Business, Economics and Jobs

Start-up GlobeIn gives third-world artisans a way to connect with shoppers


An artisan makes wind chimes with recycled glass at the Kitengela glassworks in Kenya on October 8, 2010. Kenya is one of 14 countries in which GlobeIn has partnered with artisans to help them reach an online marketplace.


Tony Karumba

If you've ever wanted to impress your clients with a hand-carved business card holder from Uzbekistan or sport a pair of Mexican guitar earrings to your next concert, a new website has the solution. was launched about a month ago and connects more than 100 local artisans from around the world with the online marketplace.

The company is based in San Francisco and has partners and regional managers worldwide to reach artisans from 14 countries, including Kyrgyzstan, Kenya and China.

"We work with people in remote areas who normally might not have access to the internet, or are prohibited by language or technology barriers from participating in the online marketplace," said GlobeIn CEO Vladimir Ermakov.

The project initially launched in December 2011, when Ermakov's partner, Anastasia Miron, hopped on a bus to Mexico and started helping local artists sell their wares online, he said. The model began expanding to other countries, and this year, they decided to invest to start an online marketplace of their own.

GlobeIn received $1.1 million in funding from entrepreneurs including AnchorFree CEO David Gorodyansky, listed as one of Forbes' most promising CEOs under 35.

Ermakov is an engineer, holding a master's in robotics from Carnegie Mellon. But he became interested in the microlending movement, in which people in developing countries are lent a small amount of money to start their business. Now, the company is focused on using technology to help artisans take their budding businesses one step further.

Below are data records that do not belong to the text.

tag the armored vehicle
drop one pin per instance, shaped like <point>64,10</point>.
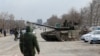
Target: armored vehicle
<point>57,34</point>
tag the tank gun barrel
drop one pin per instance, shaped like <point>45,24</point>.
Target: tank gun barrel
<point>61,28</point>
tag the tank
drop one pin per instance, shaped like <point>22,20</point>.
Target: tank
<point>57,34</point>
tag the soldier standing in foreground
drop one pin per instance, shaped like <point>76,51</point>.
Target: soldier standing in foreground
<point>28,43</point>
<point>15,34</point>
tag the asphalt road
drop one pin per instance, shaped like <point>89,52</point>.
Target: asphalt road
<point>9,47</point>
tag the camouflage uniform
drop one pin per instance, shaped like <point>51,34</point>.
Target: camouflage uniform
<point>28,43</point>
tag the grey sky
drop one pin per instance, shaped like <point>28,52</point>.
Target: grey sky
<point>40,9</point>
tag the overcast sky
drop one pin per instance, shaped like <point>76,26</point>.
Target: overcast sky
<point>32,10</point>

"We see ourselves as a missing link to help them once they’ve started [to grow] their business," he said.

Most of the artisans on GlobeIn were discovered by traveling to regional marketplaces or through organizations that have relationships with them, Ermakov added. Profiles of each artisan are posted alongside their wares online.

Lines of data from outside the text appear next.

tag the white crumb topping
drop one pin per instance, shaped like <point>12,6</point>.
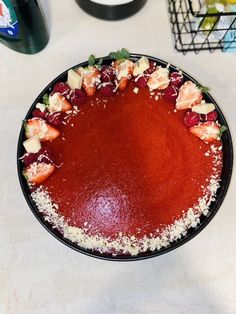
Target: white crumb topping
<point>136,90</point>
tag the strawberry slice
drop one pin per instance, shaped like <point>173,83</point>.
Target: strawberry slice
<point>91,78</point>
<point>37,126</point>
<point>189,96</point>
<point>124,70</point>
<point>208,131</point>
<point>58,102</point>
<point>159,79</point>
<point>37,173</point>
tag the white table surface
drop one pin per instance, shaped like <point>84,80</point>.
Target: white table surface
<point>38,274</point>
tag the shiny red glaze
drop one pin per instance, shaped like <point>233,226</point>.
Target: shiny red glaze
<point>129,165</point>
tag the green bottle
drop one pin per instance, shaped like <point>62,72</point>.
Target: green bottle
<point>22,26</point>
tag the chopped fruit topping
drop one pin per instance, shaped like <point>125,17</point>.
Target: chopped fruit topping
<point>32,145</point>
<point>107,73</point>
<point>55,118</point>
<point>211,116</point>
<point>107,89</point>
<point>203,108</point>
<point>45,155</point>
<point>74,79</point>
<point>41,107</point>
<point>140,66</point>
<point>37,173</point>
<point>151,69</point>
<point>124,70</point>
<point>176,79</point>
<point>57,102</point>
<point>141,81</point>
<point>91,78</point>
<point>189,96</point>
<point>122,54</point>
<point>171,93</point>
<point>37,126</point>
<point>37,113</point>
<point>78,97</point>
<point>208,131</point>
<point>29,158</point>
<point>191,119</point>
<point>136,90</point>
<point>62,88</point>
<point>159,79</point>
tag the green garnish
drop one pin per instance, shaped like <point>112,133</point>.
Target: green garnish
<point>222,130</point>
<point>122,54</point>
<point>91,60</point>
<point>100,62</point>
<point>203,89</point>
<point>46,100</point>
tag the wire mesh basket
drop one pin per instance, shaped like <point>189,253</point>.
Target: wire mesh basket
<point>188,19</point>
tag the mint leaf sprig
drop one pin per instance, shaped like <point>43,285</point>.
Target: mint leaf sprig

For example, Vladimar Ilyushin began making leather shoes like these in Uzbekistan after suffering a leg injury in the 1990 and being unable to find the orthopedic shoes he needed. Another artist, Makha Uyutky, employs four women in Krgyzstan to make printed scarves and blankets. And a Mexican teacher, Nayeli Clara Figueroa, sews these embroidered wallets and purses in her spare time after work.

Some of the website's other unique wares include guitar-like instruments made out of catfish skins, a walnut-cracking mallet and base and black clay-fired piggy banks.

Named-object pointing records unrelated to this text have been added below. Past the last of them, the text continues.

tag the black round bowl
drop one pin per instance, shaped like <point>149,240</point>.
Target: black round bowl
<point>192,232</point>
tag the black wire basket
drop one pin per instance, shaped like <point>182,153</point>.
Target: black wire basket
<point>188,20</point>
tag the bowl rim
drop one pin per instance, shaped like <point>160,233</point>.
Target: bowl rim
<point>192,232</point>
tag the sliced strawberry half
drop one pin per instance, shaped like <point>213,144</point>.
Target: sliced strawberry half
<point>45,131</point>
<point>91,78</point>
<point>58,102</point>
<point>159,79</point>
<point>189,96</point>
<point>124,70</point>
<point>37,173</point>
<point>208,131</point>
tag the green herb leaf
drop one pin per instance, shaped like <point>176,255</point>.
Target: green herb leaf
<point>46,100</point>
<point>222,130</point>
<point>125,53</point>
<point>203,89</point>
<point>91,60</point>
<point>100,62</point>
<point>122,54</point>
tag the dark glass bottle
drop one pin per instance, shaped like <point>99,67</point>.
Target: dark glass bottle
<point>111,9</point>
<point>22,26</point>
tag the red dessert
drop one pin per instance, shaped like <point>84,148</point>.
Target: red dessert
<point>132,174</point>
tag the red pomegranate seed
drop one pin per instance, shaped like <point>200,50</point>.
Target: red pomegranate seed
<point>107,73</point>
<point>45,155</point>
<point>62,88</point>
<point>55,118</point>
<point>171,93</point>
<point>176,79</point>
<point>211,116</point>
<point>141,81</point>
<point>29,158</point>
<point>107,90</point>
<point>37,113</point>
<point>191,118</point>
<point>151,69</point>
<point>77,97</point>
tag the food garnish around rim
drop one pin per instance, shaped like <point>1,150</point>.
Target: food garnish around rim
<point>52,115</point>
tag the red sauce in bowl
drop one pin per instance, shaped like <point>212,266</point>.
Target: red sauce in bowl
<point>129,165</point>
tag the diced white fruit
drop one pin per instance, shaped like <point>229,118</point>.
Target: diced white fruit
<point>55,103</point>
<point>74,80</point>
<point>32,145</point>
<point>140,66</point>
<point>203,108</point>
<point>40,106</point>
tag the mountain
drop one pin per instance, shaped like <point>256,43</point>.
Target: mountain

The items on GlobeIn are typically shipped within 15-30 days with nominal shipping fees. GlobeIn charges the artisans a small commission for their services.

For now, GlobeIn is focused on selling the wares in the US, since it's the largest e-commerce marketplace, but the website has gotten users from other places since its launch, Ermakov said.

"We saw that this works," Ermakov said of the project's growth since it was founded. "There are markets for these types of goods."